In the face of a rapidly evolving economy, Rhode Island’s education and workforce systems need to keep pace, to meet the dual needs of workers (who need to remain employable), and employers (who need skilled workers to produce the goods and provide the services demanded by consumers). As we invest in the Rhode Island workforce, we need to ensure that the existing workforce, especially those currently lacking English language and other foundational skills or higher levels of education, are able to fully engage in the economy, by providing them with the opportunity to “skill up” to shape a more prosperous future for their families, and for Rhode Island.
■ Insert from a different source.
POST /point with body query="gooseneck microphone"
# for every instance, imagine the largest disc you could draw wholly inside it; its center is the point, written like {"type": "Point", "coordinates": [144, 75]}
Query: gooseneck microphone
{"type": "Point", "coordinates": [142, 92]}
This report focuses on the role that both education and training play in helping workers thrive, drawing on research at the national and state level to better understand the strategies that work to improve adult education, especially for those currently working in low-wage, lower skilled jobs. While formal postsecondary education – in the form of an Associate’s degree, a Bachelor’s degree, or higher – may be the right path for many, others can benefit from attaining occupational credentials, either via apprenticeship programs, or college-based certificate programs.
Because there will remain many low-skilled jobs, we need to adopt policies that raise the floor for those workers – so that full-time work offers both dignity of work and a livable wage. And we need to be intentional about addressing disparities based on race and ethnicity – such as persist in educational attainment, unemployment rates, and median wages.